Ma come spesso accade nelle discipline scientifiche, la messa a punto di nuove tecniche permette di fare nuove scoperte e di smentire vecchie ipotesi. Grazie all’utilizzo della tomografia computerizzata ai raggi X, un gruppo di ricercatori dell’Università di Uppsala ha infatti identificato alcune strutture del tutto simili a dita in un esemplare fossile di Panderichthys rhombolepis, un sarcoperigio risalente a 385 milioni di anni. Questa tecnica ha consentito infatti di ricostruire in tre dimensioni l’aspetto dell’animale, individuando alcune dita rudimentali alla sommità delle pinne.
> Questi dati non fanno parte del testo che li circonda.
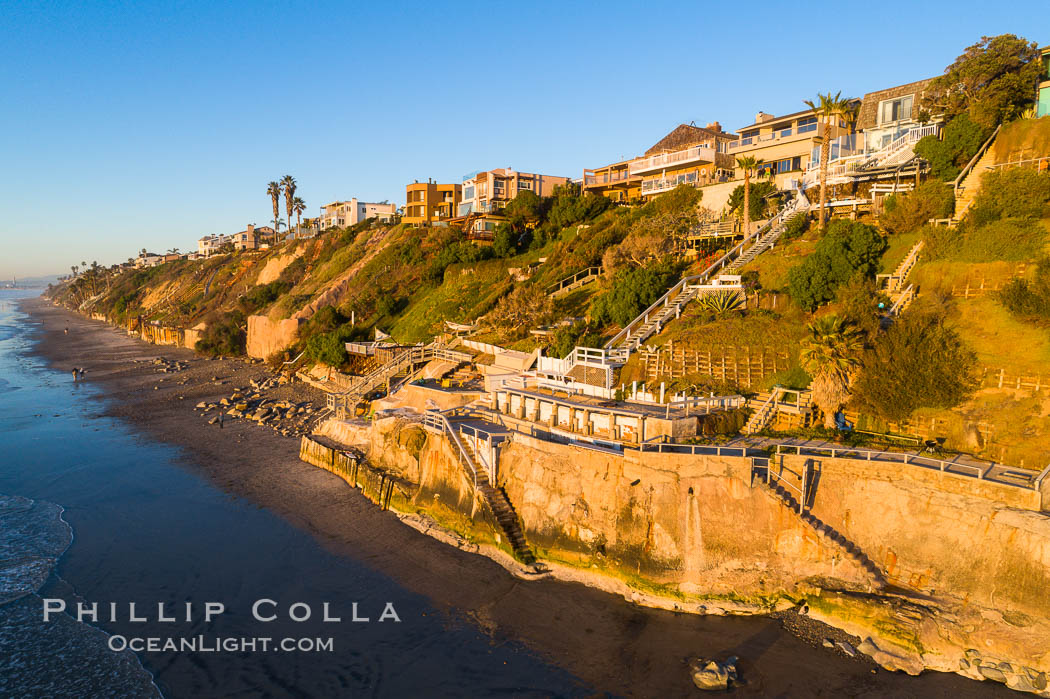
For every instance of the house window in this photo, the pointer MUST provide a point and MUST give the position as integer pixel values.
(895, 110)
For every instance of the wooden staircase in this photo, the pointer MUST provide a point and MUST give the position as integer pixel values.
(764, 411)
(760, 246)
(968, 183)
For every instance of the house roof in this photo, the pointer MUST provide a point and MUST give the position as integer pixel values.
(794, 114)
(685, 135)
(868, 117)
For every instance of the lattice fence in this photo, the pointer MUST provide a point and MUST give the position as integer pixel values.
(743, 365)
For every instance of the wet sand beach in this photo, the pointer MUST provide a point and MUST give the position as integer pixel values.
(612, 647)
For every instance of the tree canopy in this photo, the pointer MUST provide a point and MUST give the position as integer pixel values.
(993, 81)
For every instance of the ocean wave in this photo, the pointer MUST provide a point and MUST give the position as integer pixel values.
(33, 535)
(62, 656)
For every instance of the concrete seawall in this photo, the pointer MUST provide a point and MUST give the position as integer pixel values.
(967, 560)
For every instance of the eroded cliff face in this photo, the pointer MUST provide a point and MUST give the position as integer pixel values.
(699, 525)
(267, 336)
(971, 557)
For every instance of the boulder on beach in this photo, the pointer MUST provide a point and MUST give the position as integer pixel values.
(712, 675)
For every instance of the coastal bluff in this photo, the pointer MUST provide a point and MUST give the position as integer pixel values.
(961, 565)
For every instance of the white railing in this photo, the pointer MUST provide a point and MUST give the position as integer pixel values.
(664, 184)
(439, 423)
(903, 300)
(969, 470)
(643, 318)
(706, 153)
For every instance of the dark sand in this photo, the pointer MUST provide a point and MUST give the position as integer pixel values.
(616, 648)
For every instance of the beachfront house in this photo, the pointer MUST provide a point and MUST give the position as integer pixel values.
(210, 245)
(341, 214)
(689, 154)
(484, 194)
(428, 203)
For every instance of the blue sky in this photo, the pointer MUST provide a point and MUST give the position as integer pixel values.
(126, 125)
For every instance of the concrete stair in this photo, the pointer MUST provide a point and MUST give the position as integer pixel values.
(500, 505)
(828, 534)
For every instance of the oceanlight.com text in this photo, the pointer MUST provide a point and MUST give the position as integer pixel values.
(221, 644)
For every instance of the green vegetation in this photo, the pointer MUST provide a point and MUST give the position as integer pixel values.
(905, 213)
(830, 355)
(1008, 239)
(633, 290)
(225, 335)
(919, 362)
(795, 227)
(1011, 193)
(1029, 299)
(991, 82)
(761, 198)
(960, 142)
(848, 249)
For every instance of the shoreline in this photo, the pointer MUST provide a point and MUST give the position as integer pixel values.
(576, 627)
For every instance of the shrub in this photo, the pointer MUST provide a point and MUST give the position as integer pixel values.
(796, 227)
(453, 253)
(1029, 299)
(633, 290)
(760, 193)
(918, 363)
(568, 337)
(570, 207)
(224, 336)
(1012, 193)
(525, 306)
(1007, 239)
(848, 249)
(906, 212)
(961, 141)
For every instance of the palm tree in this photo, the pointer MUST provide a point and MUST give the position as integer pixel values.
(288, 183)
(827, 107)
(273, 189)
(831, 355)
(749, 164)
(298, 206)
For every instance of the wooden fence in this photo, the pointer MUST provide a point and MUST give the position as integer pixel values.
(973, 288)
(992, 378)
(742, 365)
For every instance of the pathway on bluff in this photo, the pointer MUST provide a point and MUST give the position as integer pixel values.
(614, 647)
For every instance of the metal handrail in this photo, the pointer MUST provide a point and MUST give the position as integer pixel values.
(868, 454)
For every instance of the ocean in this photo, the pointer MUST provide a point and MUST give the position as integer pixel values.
(92, 513)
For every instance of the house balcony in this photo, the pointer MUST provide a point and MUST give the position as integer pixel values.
(667, 184)
(694, 154)
(782, 135)
(592, 178)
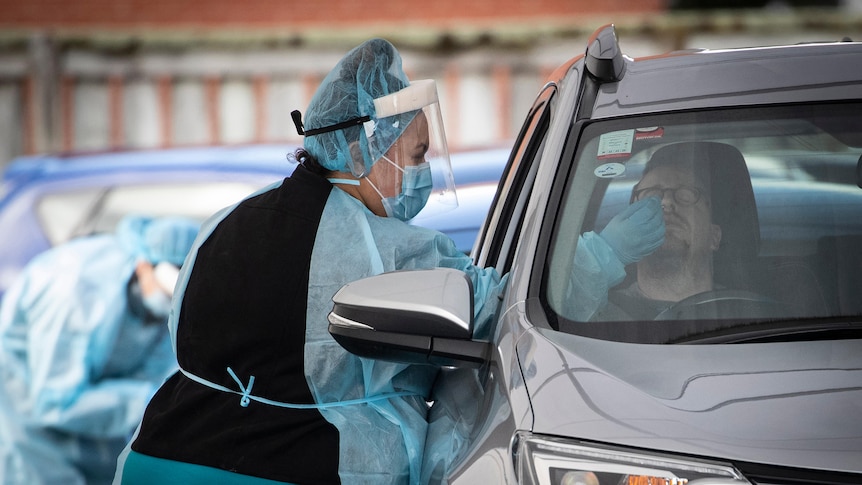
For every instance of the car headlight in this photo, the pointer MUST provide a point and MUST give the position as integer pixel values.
(545, 460)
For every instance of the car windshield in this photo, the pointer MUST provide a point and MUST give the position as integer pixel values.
(762, 226)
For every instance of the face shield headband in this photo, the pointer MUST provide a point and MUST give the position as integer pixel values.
(403, 121)
(392, 115)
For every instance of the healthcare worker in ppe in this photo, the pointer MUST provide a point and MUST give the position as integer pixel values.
(264, 394)
(83, 346)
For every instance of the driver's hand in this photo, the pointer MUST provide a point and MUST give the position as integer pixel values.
(637, 231)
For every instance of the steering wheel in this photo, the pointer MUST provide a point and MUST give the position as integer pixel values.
(716, 304)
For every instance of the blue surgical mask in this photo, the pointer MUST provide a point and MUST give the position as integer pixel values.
(416, 186)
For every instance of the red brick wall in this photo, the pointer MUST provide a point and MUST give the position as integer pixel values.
(296, 13)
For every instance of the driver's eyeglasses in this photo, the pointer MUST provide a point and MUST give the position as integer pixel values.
(682, 195)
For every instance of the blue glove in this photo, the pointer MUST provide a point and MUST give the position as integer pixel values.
(637, 231)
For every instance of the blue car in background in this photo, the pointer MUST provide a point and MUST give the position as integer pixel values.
(50, 199)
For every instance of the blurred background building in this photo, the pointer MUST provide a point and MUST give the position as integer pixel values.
(92, 75)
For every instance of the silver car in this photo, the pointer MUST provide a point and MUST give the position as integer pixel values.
(590, 378)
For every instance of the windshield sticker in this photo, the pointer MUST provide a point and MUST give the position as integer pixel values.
(609, 170)
(649, 132)
(617, 144)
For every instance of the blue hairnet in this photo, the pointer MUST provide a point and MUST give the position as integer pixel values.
(166, 239)
(369, 71)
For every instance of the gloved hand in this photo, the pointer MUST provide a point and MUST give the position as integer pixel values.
(637, 231)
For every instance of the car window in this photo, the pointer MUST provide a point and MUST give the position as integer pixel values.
(497, 243)
(762, 214)
(65, 215)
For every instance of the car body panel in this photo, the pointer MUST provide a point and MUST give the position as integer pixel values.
(782, 403)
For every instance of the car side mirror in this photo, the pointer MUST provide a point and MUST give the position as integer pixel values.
(414, 317)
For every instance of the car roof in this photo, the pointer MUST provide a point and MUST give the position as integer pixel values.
(265, 157)
(733, 77)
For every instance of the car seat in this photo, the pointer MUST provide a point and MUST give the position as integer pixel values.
(736, 264)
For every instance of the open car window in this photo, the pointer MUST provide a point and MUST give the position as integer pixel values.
(763, 223)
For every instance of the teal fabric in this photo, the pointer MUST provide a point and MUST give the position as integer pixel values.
(142, 469)
(353, 243)
(381, 442)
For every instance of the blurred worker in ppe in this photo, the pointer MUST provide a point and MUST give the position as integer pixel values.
(264, 394)
(83, 346)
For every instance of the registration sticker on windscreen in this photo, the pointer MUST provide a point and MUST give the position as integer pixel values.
(616, 144)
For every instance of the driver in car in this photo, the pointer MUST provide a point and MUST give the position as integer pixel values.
(668, 231)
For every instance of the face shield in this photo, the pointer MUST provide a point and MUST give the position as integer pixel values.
(406, 140)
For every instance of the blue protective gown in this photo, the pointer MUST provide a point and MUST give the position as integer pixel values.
(78, 365)
(375, 440)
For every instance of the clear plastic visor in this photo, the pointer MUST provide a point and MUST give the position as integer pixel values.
(399, 168)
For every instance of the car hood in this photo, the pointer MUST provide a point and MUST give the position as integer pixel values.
(794, 404)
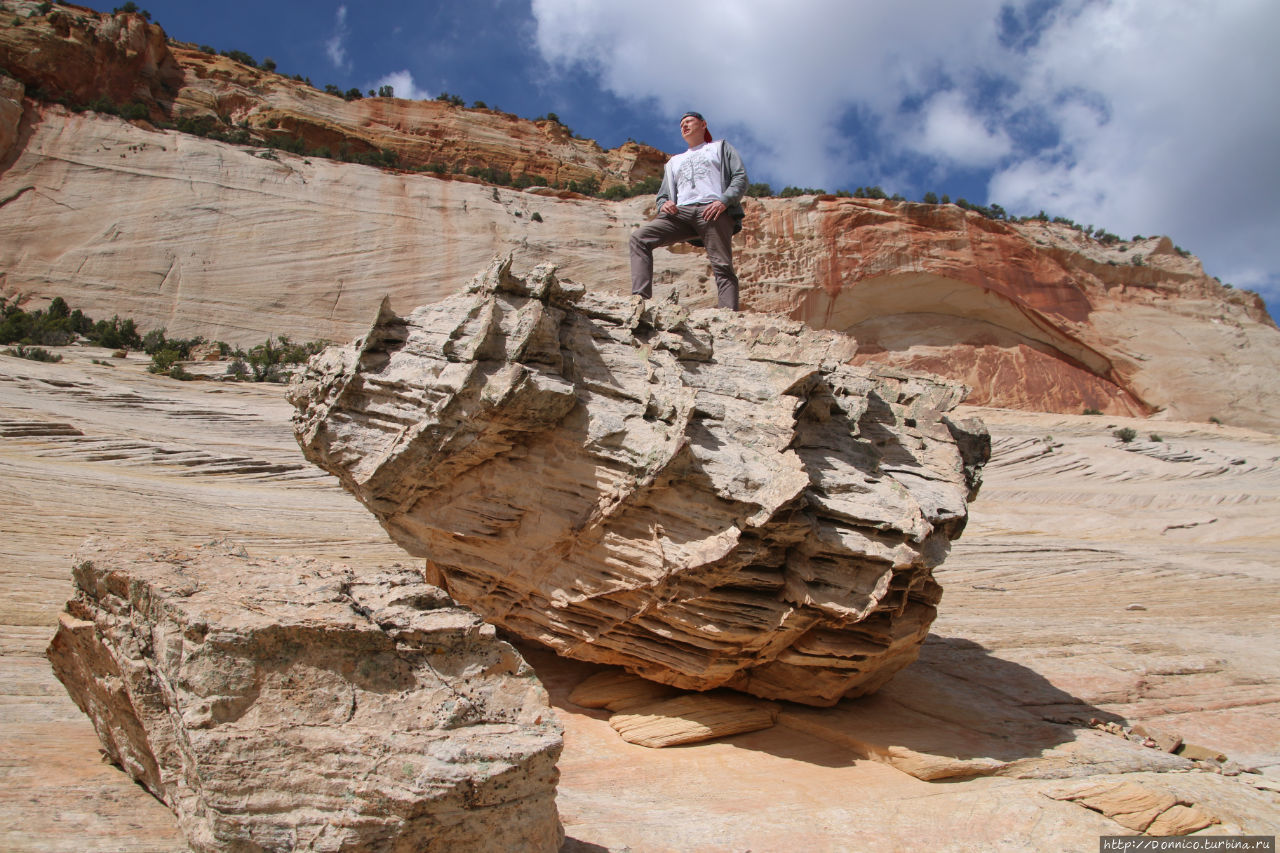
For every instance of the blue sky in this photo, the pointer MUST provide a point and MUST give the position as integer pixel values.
(1143, 117)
La specie analizzata (nella figura), un predatore acquatico del Devoniano, è da sempre considerata una forma di transizione nel passaggio dall’ambiente acquatico a quello terrestre, in quanto presenta alcune caratteristiche intermedie tra i pesci e gli anfibi. Probabilmente, sostengono i ricercatori dalle pagine di Nature, gli abbozzi di dita potevano essere utili nei periodi di siccità quando questa specie, che abitava piccole pozze d’acqua spesso soggette al prosciugamento, aveva la necessità di spostarsi, strisciando, nella ricerca di nuovi stagni in cui vivere.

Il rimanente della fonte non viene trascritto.